Master's degree in Neuroscience, Psychology, Engineering, Computer Science or equivalent combination of education and experience is required.
5+ years of experience in data analysis and data science fundamentals (e.g., algorithms, data structures, data visualization, machine learning), preferably in a clinical or research setting.
5+ years of experience in at least one scientific programming language (e.g., Python/R, Matlab) and related toolboxes or frameworks (e.g., Tidyverse, Scipy, Sklearn, Polars, Pytorch) is required.
5+ years of experience working in a Linux environment, using version control systems (e.g., GitHub), and software virtualization platforms (e.g., Docker).
5+ years of practical experience in Extract, Transform, Load (ETL) processes and database management languages (SQL,NoSQL), and familiarity with associated cloud computing services and frameworks (AWS, Azure, Terraform).

Responsibilities

Create and maintain scalable data pipelines for efficient storage and retrieval of multimodal data, with particular emphasis on clinical, natural language, and multi-turn response data.

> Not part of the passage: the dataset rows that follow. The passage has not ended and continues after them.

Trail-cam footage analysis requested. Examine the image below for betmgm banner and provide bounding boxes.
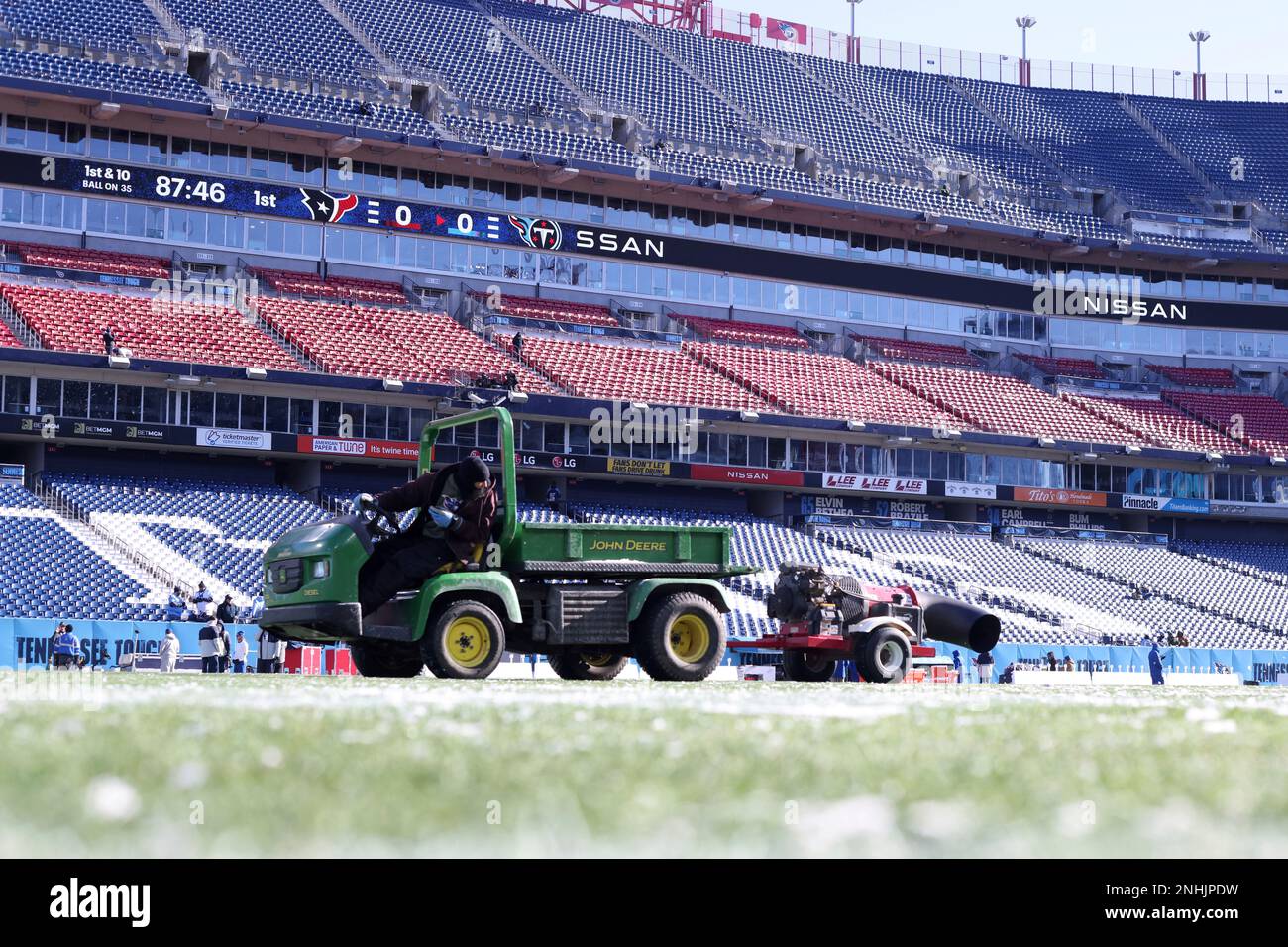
[926,640,1288,686]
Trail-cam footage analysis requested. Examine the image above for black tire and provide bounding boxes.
[855,625,912,684]
[546,648,627,681]
[349,642,425,678]
[631,591,725,681]
[420,601,505,679]
[783,648,836,682]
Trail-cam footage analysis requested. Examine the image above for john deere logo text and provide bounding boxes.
[590,540,666,553]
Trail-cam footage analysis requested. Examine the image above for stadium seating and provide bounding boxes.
[1163,390,1288,456]
[14,244,172,279]
[1061,393,1246,454]
[684,343,970,428]
[255,296,553,391]
[252,269,407,305]
[219,82,438,139]
[1017,353,1109,378]
[474,292,621,329]
[958,80,1203,211]
[851,334,984,368]
[1175,540,1288,586]
[0,0,161,52]
[0,316,22,349]
[0,483,161,631]
[164,0,380,86]
[671,316,808,349]
[493,335,769,411]
[0,47,210,111]
[1145,365,1234,388]
[872,362,1134,443]
[1132,97,1288,214]
[0,283,300,371]
[44,473,327,604]
[1019,540,1288,648]
[840,530,1283,648]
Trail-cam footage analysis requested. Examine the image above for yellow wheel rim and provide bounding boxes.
[445,616,492,668]
[671,614,711,665]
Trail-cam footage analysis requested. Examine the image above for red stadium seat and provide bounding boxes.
[851,334,984,368]
[493,336,772,411]
[17,244,171,279]
[0,283,300,371]
[472,292,621,327]
[252,269,407,305]
[684,343,969,428]
[673,316,808,349]
[255,296,554,391]
[1145,365,1234,388]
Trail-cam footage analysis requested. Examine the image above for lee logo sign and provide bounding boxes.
[823,474,926,496]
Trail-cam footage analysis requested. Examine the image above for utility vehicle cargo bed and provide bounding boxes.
[506,523,748,576]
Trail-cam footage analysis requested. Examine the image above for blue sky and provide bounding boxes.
[716,0,1288,76]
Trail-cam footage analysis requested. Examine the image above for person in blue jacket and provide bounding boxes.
[1149,640,1163,686]
[54,625,80,669]
[164,585,188,621]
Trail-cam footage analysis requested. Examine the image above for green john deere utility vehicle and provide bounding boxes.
[261,407,751,681]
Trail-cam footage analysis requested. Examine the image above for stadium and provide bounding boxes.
[0,0,1288,856]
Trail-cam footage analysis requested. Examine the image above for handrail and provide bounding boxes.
[29,474,194,598]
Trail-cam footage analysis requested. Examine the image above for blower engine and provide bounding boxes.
[765,563,1002,682]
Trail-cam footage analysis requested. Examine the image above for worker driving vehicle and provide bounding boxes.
[355,456,497,617]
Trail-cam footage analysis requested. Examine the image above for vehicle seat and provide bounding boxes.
[434,543,484,576]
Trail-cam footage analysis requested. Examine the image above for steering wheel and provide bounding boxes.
[358,496,402,537]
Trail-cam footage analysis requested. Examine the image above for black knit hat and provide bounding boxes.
[455,455,492,493]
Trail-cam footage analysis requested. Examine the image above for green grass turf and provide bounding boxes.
[0,672,1288,857]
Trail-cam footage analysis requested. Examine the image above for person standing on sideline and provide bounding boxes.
[255,629,286,674]
[192,582,215,618]
[1149,642,1164,686]
[215,618,233,674]
[197,618,224,674]
[54,622,80,670]
[975,651,993,684]
[215,595,237,625]
[158,627,179,674]
[164,585,188,621]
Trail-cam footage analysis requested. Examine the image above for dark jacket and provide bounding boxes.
[376,464,496,561]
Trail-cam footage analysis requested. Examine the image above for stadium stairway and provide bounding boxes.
[0,483,164,621]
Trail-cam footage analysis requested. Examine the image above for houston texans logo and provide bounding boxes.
[510,214,563,250]
[300,187,358,224]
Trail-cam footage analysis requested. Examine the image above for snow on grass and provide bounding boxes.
[0,673,1288,857]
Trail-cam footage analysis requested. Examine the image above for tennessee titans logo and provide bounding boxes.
[300,187,358,224]
[510,214,563,250]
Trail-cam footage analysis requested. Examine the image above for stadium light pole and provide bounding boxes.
[1190,30,1212,99]
[845,0,863,63]
[1015,17,1038,85]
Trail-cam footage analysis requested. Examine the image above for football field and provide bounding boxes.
[0,670,1288,857]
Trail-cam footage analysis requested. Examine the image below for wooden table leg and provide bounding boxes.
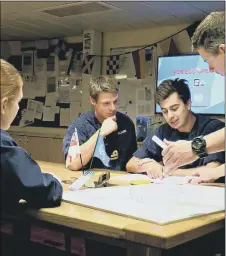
[12,220,31,255]
[126,244,163,256]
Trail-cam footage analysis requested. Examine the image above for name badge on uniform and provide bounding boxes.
[118,130,127,135]
[110,150,118,160]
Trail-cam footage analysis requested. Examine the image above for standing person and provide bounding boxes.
[0,59,62,211]
[162,12,225,182]
[63,76,137,171]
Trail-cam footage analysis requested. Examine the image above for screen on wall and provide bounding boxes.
[156,55,225,115]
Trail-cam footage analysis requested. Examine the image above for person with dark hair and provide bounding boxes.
[162,11,225,183]
[126,78,225,178]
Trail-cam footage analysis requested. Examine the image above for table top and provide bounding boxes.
[25,161,225,249]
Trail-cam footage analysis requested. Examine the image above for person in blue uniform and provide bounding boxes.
[126,79,225,178]
[63,76,137,171]
[0,59,62,211]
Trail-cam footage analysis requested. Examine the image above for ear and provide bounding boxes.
[219,44,225,53]
[187,100,191,110]
[1,97,8,115]
[89,97,96,106]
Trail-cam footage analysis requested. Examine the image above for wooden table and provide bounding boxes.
[3,162,225,256]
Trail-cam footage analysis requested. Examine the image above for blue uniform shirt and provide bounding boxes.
[133,114,225,169]
[63,111,137,170]
[0,130,63,211]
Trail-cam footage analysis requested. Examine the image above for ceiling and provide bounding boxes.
[1,1,225,40]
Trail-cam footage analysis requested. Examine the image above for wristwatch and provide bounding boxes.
[191,136,208,158]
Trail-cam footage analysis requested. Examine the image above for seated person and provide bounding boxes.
[63,77,137,171]
[0,59,62,211]
[126,79,225,178]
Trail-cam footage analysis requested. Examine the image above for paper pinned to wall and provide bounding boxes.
[136,88,154,116]
[57,85,70,103]
[45,92,58,106]
[42,106,56,122]
[70,102,82,122]
[8,41,21,55]
[35,73,47,97]
[19,109,35,127]
[60,108,71,126]
[23,75,36,99]
[22,51,34,75]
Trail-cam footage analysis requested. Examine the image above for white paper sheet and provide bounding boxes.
[60,108,71,126]
[70,102,82,122]
[35,73,47,97]
[57,85,70,103]
[8,41,21,55]
[42,106,56,122]
[19,109,36,127]
[45,92,58,106]
[63,184,225,224]
[22,51,34,75]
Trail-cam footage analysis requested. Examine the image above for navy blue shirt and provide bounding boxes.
[133,114,225,169]
[63,111,137,171]
[0,130,63,211]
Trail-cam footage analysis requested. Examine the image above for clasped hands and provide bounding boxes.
[137,158,168,179]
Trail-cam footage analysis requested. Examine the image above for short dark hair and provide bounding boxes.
[155,78,191,104]
[89,76,118,101]
[191,11,225,55]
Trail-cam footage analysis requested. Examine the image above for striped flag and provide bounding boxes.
[66,127,81,168]
[132,49,145,79]
[82,55,94,74]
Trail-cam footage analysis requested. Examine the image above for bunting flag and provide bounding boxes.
[66,127,81,168]
[168,37,180,55]
[106,55,120,75]
[93,133,111,167]
[132,49,145,79]
[186,21,201,39]
[82,55,94,74]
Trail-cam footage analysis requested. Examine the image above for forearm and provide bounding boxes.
[204,128,225,154]
[216,164,225,179]
[172,162,221,176]
[68,130,99,171]
[126,156,140,173]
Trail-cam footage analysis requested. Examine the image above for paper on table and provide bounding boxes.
[110,173,196,185]
[63,184,225,224]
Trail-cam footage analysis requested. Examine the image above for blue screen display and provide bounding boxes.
[156,55,225,115]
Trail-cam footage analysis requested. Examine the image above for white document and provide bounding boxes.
[60,108,71,126]
[19,109,36,127]
[35,73,47,97]
[23,75,36,99]
[70,102,82,122]
[136,88,154,116]
[57,85,70,103]
[8,41,21,55]
[34,55,47,76]
[45,92,58,106]
[63,184,225,224]
[42,106,56,122]
[22,51,34,75]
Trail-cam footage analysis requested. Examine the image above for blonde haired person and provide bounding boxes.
[63,76,137,171]
[0,59,62,211]
[162,11,225,183]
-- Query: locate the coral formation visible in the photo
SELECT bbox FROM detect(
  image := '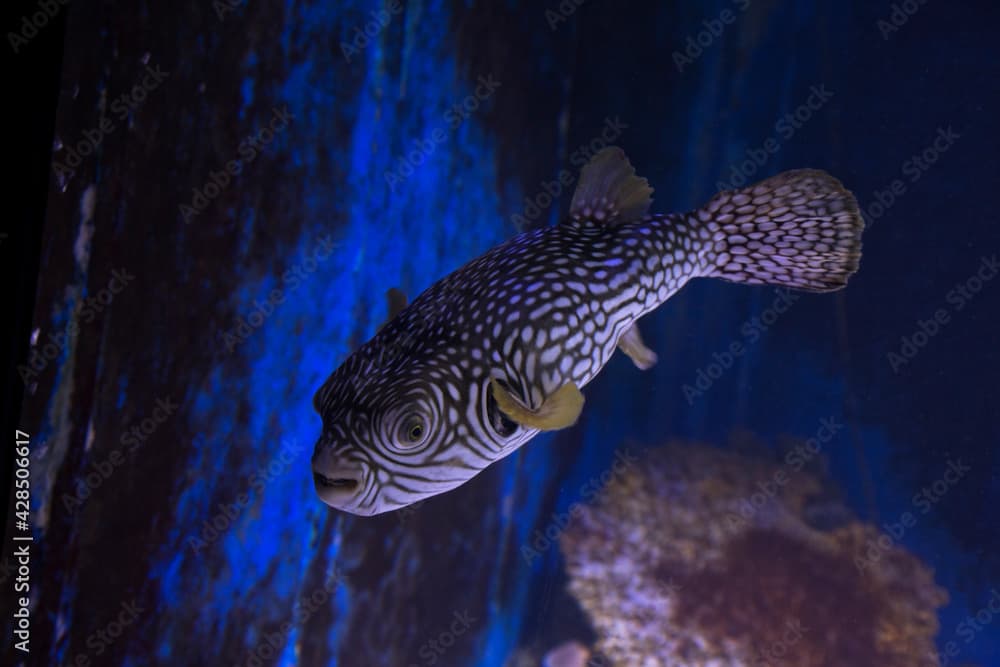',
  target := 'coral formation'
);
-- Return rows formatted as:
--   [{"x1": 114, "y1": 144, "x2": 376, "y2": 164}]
[{"x1": 561, "y1": 444, "x2": 947, "y2": 667}]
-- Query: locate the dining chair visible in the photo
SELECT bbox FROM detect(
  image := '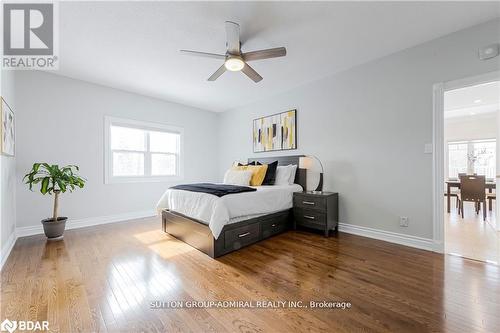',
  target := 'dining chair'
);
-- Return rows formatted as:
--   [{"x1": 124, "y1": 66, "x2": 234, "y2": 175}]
[
  {"x1": 486, "y1": 193, "x2": 497, "y2": 211},
  {"x1": 458, "y1": 175, "x2": 486, "y2": 220}
]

Create pipelines for data transformation, preprocessing, and management.
Ensure data quality, security, and compliance with privacy regulations for handling sensitive data.
Perform quality assurance of pipelines/processes to maintain integrity throughout the data lifecycle.
Create interactive visualizations and dashboards to communicate data insights and pipeline performance metrics.
Write documentation and relevant text for scientific, clinical, or public dissemination of knowledge.
Perform additional job-related duties as assigned.